Das letzte Viertel

Auf dem Stephansdom befindet sich eine Uhr, die schlägt nur die vollen Stunden;
um viertel und um halb müssen die Turmwächter selber die Primglocke schlagen;
aber um dreiviertel tun sie es nicht, da schlägt es überhaupt nicht.
Warum zum letzten Viertel nicht geläutet werden darf, erzählt uns die folgende Sage.

Als die Türken im Jahre 1683 vor den Toren Wiens lagerten und alles versuchten,
um die Stadt zu erobern, gerieten die Verteidiger bald in arge Bedrängnis.
Doch noch wehrten sie tapfer jeden Ansturm ab und brachten dadurch den türkischen General zur Verzweiflung,
da der Sultan schon täglich auf die frohe Botschaft von der Eroberung der Stadt wartete.
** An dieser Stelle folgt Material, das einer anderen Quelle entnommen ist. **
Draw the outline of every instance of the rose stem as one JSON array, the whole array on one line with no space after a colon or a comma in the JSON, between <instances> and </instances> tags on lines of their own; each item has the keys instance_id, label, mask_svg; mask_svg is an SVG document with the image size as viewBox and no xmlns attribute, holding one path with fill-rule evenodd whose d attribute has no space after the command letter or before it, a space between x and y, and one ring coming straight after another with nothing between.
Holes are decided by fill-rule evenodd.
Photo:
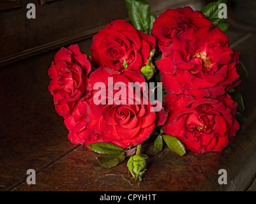
<instances>
[{"instance_id":1,"label":"rose stem","mask_svg":"<svg viewBox=\"0 0 256 204\"><path fill-rule=\"evenodd\" d=\"M137 156L140 155L141 147L142 147L141 144L137 145L137 150L136 150L136 155Z\"/></svg>"}]
</instances>

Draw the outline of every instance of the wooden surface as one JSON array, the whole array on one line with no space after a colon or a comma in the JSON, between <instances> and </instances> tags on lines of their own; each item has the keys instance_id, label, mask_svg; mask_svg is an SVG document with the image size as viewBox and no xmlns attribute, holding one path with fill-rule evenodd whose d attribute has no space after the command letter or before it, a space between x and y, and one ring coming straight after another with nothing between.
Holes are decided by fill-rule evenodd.
<instances>
[{"instance_id":1,"label":"wooden surface","mask_svg":"<svg viewBox=\"0 0 256 204\"><path fill-rule=\"evenodd\" d=\"M0 191L256 191L256 33L253 26L242 27L230 27L227 34L250 72L241 85L248 121L221 152L188 152L180 157L165 147L156 156L153 136L142 147L150 158L139 187L130 179L126 161L105 168L97 161L98 154L68 140L47 90L47 69L58 49L3 67ZM90 53L91 38L77 43ZM36 170L35 185L26 183L28 169ZM218 182L220 169L227 171L227 185Z\"/></svg>"}]
</instances>

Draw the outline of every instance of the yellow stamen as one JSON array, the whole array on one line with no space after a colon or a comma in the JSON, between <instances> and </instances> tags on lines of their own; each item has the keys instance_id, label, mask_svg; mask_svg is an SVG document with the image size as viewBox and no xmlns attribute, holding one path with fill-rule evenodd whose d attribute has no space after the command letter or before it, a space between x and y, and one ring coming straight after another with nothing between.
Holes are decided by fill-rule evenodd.
<instances>
[{"instance_id":1,"label":"yellow stamen","mask_svg":"<svg viewBox=\"0 0 256 204\"><path fill-rule=\"evenodd\" d=\"M204 130L204 129L206 127L206 125L204 125L202 127L195 126L195 129L199 132L202 132Z\"/></svg>"},{"instance_id":2,"label":"yellow stamen","mask_svg":"<svg viewBox=\"0 0 256 204\"><path fill-rule=\"evenodd\" d=\"M206 55L202 54L202 52L197 52L192 57L200 57L202 60L203 65L206 68L209 69L211 67L211 62L210 61L210 57L206 56Z\"/></svg>"}]
</instances>

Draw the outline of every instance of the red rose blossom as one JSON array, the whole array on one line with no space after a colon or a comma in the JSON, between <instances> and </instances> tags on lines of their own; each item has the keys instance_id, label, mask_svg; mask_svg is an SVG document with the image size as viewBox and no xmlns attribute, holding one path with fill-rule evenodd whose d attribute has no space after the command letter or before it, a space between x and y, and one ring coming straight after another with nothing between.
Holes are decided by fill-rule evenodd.
<instances>
[{"instance_id":1,"label":"red rose blossom","mask_svg":"<svg viewBox=\"0 0 256 204\"><path fill-rule=\"evenodd\" d=\"M87 145L94 142L107 142L100 135L88 129L84 114L88 104L86 100L79 101L71 115L64 117L64 122L70 131L68 138L72 143Z\"/></svg>"},{"instance_id":2,"label":"red rose blossom","mask_svg":"<svg viewBox=\"0 0 256 204\"><path fill-rule=\"evenodd\" d=\"M167 9L161 13L153 24L152 35L156 38L158 47L169 46L173 38L193 27L213 26L213 23L199 11L193 11L189 6L176 10Z\"/></svg>"},{"instance_id":3,"label":"red rose blossom","mask_svg":"<svg viewBox=\"0 0 256 204\"><path fill-rule=\"evenodd\" d=\"M169 110L164 133L177 137L192 152L221 151L239 128L235 119L237 104L228 94L218 100L168 94L163 106Z\"/></svg>"},{"instance_id":4,"label":"red rose blossom","mask_svg":"<svg viewBox=\"0 0 256 204\"><path fill-rule=\"evenodd\" d=\"M77 45L63 47L56 53L48 70L52 79L49 91L60 115L70 114L77 99L86 93L87 76L91 70L91 63Z\"/></svg>"},{"instance_id":5,"label":"red rose blossom","mask_svg":"<svg viewBox=\"0 0 256 204\"><path fill-rule=\"evenodd\" d=\"M93 65L124 71L125 60L126 69L140 71L154 48L155 41L154 37L136 30L124 20L114 20L93 38Z\"/></svg>"},{"instance_id":6,"label":"red rose blossom","mask_svg":"<svg viewBox=\"0 0 256 204\"><path fill-rule=\"evenodd\" d=\"M218 98L240 83L239 53L218 27L190 29L174 38L156 61L167 92Z\"/></svg>"},{"instance_id":7,"label":"red rose blossom","mask_svg":"<svg viewBox=\"0 0 256 204\"><path fill-rule=\"evenodd\" d=\"M112 79L112 84L109 84L109 78L110 78ZM132 98L127 94L124 99L120 99L117 95L119 91L114 89L111 91L113 94L113 103L110 103L110 97L108 92L110 85L122 82L125 84L124 88L128 93L129 83L137 82L142 85L145 82L144 76L139 71L127 70L120 73L116 70L105 67L96 69L89 78L92 96L85 114L87 127L101 135L105 141L109 141L123 148L142 143L149 137L156 126L156 113L151 111L153 105L147 98L146 99L148 103L144 104L142 95L141 98L135 98L135 95L137 92L134 92ZM102 82L105 87L102 87L100 91L93 90L94 84L97 82ZM105 97L100 98L103 101L107 99L105 104L95 104L93 99L99 97L96 94L99 91L106 93ZM139 92L140 91L142 91L140 90ZM130 105L129 100L134 102L133 99L135 98L137 101L140 101L140 104L132 103ZM117 100L119 99L121 99L121 103L117 103ZM163 111L157 114L161 119L156 120L156 125L162 125L165 122L166 115Z\"/></svg>"}]
</instances>

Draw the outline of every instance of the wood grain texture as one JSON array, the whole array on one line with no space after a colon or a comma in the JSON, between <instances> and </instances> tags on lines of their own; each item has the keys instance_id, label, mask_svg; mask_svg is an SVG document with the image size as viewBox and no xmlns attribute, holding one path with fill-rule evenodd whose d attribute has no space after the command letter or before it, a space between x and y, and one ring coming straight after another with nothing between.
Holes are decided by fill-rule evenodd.
<instances>
[{"instance_id":1,"label":"wood grain texture","mask_svg":"<svg viewBox=\"0 0 256 204\"><path fill-rule=\"evenodd\" d=\"M3 29L0 30L0 36L3 36L0 43L2 40L4 47L0 50L0 68L61 46L87 40L112 20L129 20L123 1L64 1L44 0L40 1L40 4L36 3L36 19L26 18L24 14L27 11L26 6L30 2L25 0L20 5L20 10L2 15L0 25L3 24ZM49 4L52 2L55 3ZM151 11L156 15L166 8L183 6L188 3L199 9L202 2L201 0L149 1ZM13 18L14 15L17 18Z\"/></svg>"}]
</instances>

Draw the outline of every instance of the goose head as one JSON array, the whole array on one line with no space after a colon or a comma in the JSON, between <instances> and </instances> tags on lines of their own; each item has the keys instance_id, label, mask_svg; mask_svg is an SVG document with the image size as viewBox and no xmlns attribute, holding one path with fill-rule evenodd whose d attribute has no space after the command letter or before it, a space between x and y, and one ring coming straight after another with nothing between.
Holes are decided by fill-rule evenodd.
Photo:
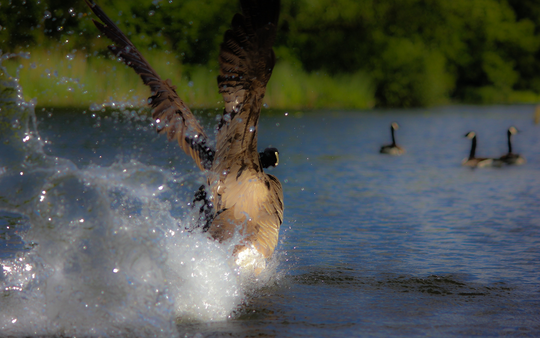
<instances>
[{"instance_id":1,"label":"goose head","mask_svg":"<svg viewBox=\"0 0 540 338\"><path fill-rule=\"evenodd\" d=\"M279 164L279 151L275 148L267 148L264 151L259 153L259 159L265 169L276 167Z\"/></svg>"}]
</instances>

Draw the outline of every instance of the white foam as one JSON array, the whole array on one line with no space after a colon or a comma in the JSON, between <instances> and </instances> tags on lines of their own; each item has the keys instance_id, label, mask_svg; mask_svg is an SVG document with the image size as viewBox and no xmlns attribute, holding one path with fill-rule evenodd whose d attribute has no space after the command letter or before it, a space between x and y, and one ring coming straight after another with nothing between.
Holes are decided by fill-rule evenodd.
<instances>
[{"instance_id":1,"label":"white foam","mask_svg":"<svg viewBox=\"0 0 540 338\"><path fill-rule=\"evenodd\" d=\"M135 161L78 169L46 156L25 128L37 145L14 148L24 175L20 162L3 167L0 208L29 217L21 234L33 247L0 261L1 335L178 336L178 318L225 320L253 288L234 241L186 231L187 203L185 217L171 216L183 178Z\"/></svg>"}]
</instances>

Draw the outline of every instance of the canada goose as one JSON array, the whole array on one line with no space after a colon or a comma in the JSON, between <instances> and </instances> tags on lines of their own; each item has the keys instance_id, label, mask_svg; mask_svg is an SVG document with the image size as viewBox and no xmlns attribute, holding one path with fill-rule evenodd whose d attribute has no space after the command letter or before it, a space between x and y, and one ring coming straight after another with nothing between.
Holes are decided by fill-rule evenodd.
<instances>
[{"instance_id":1,"label":"canada goose","mask_svg":"<svg viewBox=\"0 0 540 338\"><path fill-rule=\"evenodd\" d=\"M474 132L469 132L465 134L465 137L473 140L473 144L471 146L471 152L469 154L468 158L463 158L461 161L462 165L472 167L473 168L482 168L489 167L493 164L493 158L479 158L475 157L475 153L476 151L476 133Z\"/></svg>"},{"instance_id":2,"label":"canada goose","mask_svg":"<svg viewBox=\"0 0 540 338\"><path fill-rule=\"evenodd\" d=\"M390 132L392 134L392 144L381 147L380 151L381 154L400 155L405 152L405 149L396 144L396 139L394 137L394 130L397 130L399 128L400 126L395 122L393 122L390 125Z\"/></svg>"},{"instance_id":3,"label":"canada goose","mask_svg":"<svg viewBox=\"0 0 540 338\"><path fill-rule=\"evenodd\" d=\"M283 222L283 192L275 176L263 169L275 166L275 148L257 151L257 128L266 84L275 63L272 45L279 15L279 1L241 0L242 14L232 19L232 29L221 44L218 76L225 109L218 123L215 148L170 79L161 80L131 41L97 5L85 0L103 23L93 20L112 40L109 49L140 75L150 87L148 99L158 133L176 139L208 177L210 198L204 187L195 194L204 201L200 224L213 238L231 238L237 225L243 240L233 254L239 265L255 273L264 268L278 244Z\"/></svg>"},{"instance_id":4,"label":"canada goose","mask_svg":"<svg viewBox=\"0 0 540 338\"><path fill-rule=\"evenodd\" d=\"M512 142L510 138L512 135L517 134L518 131L515 127L510 127L507 131L507 135L508 137L508 153L501 156L498 161L507 164L516 164L519 165L523 164L526 161L525 158L519 154L514 154L512 152Z\"/></svg>"}]
</instances>

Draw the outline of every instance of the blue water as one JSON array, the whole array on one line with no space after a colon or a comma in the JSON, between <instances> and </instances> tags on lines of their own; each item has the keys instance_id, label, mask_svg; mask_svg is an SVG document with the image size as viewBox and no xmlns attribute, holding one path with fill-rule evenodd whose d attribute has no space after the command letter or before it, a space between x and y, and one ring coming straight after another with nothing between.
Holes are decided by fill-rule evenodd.
<instances>
[{"instance_id":1,"label":"blue water","mask_svg":"<svg viewBox=\"0 0 540 338\"><path fill-rule=\"evenodd\" d=\"M283 185L285 205L276 271L262 286L244 290L230 318L178 318L177 333L540 336L540 127L532 123L533 111L458 106L264 112L259 148L279 149L280 164L271 172ZM211 130L218 113L197 114ZM186 205L202 176L177 145L155 134L146 116L49 109L37 117L50 158L85 173L135 161L140 176L131 180L165 182L168 192L161 198L170 203L168 215L190 217ZM389 143L394 121L400 126L396 140L406 150L400 157L379 153ZM467 132L476 132L477 156L498 157L507 151L510 126L521 132L514 150L525 164L461 167L470 146ZM143 204L123 210L144 213ZM31 227L32 216L29 220L23 213L6 210L0 226L18 222ZM6 259L36 250L20 240L0 244Z\"/></svg>"}]
</instances>

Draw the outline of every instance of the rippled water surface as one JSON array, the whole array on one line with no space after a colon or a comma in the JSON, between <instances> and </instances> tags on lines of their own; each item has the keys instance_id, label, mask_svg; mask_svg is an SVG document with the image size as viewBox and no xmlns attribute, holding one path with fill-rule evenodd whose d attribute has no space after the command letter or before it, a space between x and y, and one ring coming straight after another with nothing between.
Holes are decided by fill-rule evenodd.
<instances>
[{"instance_id":1,"label":"rippled water surface","mask_svg":"<svg viewBox=\"0 0 540 338\"><path fill-rule=\"evenodd\" d=\"M181 232L203 177L144 112L38 111L46 156L29 164L16 149L1 153L0 329L540 336L533 110L265 112L259 148L280 150L271 171L285 213L273 267L259 281L238 275L230 247ZM217 113L198 112L210 134ZM378 152L394 121L401 157ZM498 156L512 125L525 165L461 166L466 132L477 132L478 156Z\"/></svg>"}]
</instances>

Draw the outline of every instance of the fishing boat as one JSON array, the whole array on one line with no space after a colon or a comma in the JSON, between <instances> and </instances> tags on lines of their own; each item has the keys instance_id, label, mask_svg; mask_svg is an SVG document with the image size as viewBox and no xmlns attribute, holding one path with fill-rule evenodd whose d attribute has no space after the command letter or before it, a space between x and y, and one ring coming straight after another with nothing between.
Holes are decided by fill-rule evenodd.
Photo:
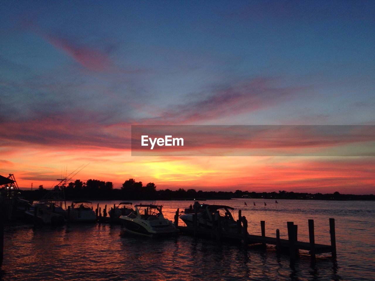
<instances>
[{"instance_id":1,"label":"fishing boat","mask_svg":"<svg viewBox=\"0 0 375 281\"><path fill-rule=\"evenodd\" d=\"M237 232L237 222L233 218L234 208L224 205L208 205L201 206L200 211L197 211L197 224L198 227L212 229L220 225L223 232ZM188 227L193 227L193 214L181 215L180 218Z\"/></svg>"},{"instance_id":2,"label":"fishing boat","mask_svg":"<svg viewBox=\"0 0 375 281\"><path fill-rule=\"evenodd\" d=\"M55 213L55 207L53 203L37 203L34 205L32 208L25 211L25 214L29 221L34 223L64 224L65 223L64 216Z\"/></svg>"},{"instance_id":3,"label":"fishing boat","mask_svg":"<svg viewBox=\"0 0 375 281\"><path fill-rule=\"evenodd\" d=\"M121 215L128 215L134 210L132 208L133 203L131 202L121 202L114 209L111 209L108 212L111 218L118 218Z\"/></svg>"},{"instance_id":4,"label":"fishing boat","mask_svg":"<svg viewBox=\"0 0 375 281\"><path fill-rule=\"evenodd\" d=\"M90 223L96 221L92 209L92 203L88 201L74 201L70 206L69 220L70 221Z\"/></svg>"},{"instance_id":5,"label":"fishing boat","mask_svg":"<svg viewBox=\"0 0 375 281\"><path fill-rule=\"evenodd\" d=\"M196 201L194 202L194 205L190 204L189 208L185 208L184 212L185 214L194 214L195 209L196 209L198 212L200 213L204 210L207 206L207 204L201 204L199 201Z\"/></svg>"},{"instance_id":6,"label":"fishing boat","mask_svg":"<svg viewBox=\"0 0 375 281\"><path fill-rule=\"evenodd\" d=\"M39 202L54 204L55 206L54 212L66 217L67 214L65 211L66 209L66 201L65 200L65 194L66 185L69 181L88 164L87 164L86 166L84 166L83 164L81 165L70 174L67 175L65 175L63 177L62 170L61 178L57 179L57 180L58 181L58 183L48 190L48 192L43 196ZM67 167L66 167L67 168ZM68 173L65 168L64 172L64 174Z\"/></svg>"},{"instance_id":7,"label":"fishing boat","mask_svg":"<svg viewBox=\"0 0 375 281\"><path fill-rule=\"evenodd\" d=\"M120 217L125 232L153 237L177 234L178 230L164 218L160 205L139 205L128 215Z\"/></svg>"}]
</instances>

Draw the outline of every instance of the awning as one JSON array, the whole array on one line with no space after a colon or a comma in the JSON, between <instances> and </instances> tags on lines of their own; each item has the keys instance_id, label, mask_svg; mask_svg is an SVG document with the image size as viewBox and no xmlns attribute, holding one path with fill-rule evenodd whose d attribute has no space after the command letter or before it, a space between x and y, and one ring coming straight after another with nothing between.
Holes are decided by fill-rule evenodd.
<instances>
[{"instance_id":1,"label":"awning","mask_svg":"<svg viewBox=\"0 0 375 281\"><path fill-rule=\"evenodd\" d=\"M3 184L12 184L14 182L14 181L0 175L0 185L2 185Z\"/></svg>"}]
</instances>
Nun wollten die Osmanen zum letzten und entscheidenden Sturm ansetzen.
Da tat der General einen Schwur.
Er werde am nächsten Tag zwischen elf und zwölf Uhr vormittags die Stadt erobern und zwar dann,
wenn es am Stephansturm dreiviertel schlage.
Doch der Plan wurde verraten, die Wiener hörten von diesem Schwur und verboten dem Turmwächter,
um dreiviertel die Glocke zu läuten. Der General wartete und wartete mit seinen Soldaten auf das Zeichen,
jedoch dreiviertel schlug es nicht. So war der letzte Angriff gescheitert.

Zur Erinnerung an jene Begebenheit während der Türkenbelagerung,
darf auf dem Stephansturm zum letzten Viertel nicht geschlagen werden.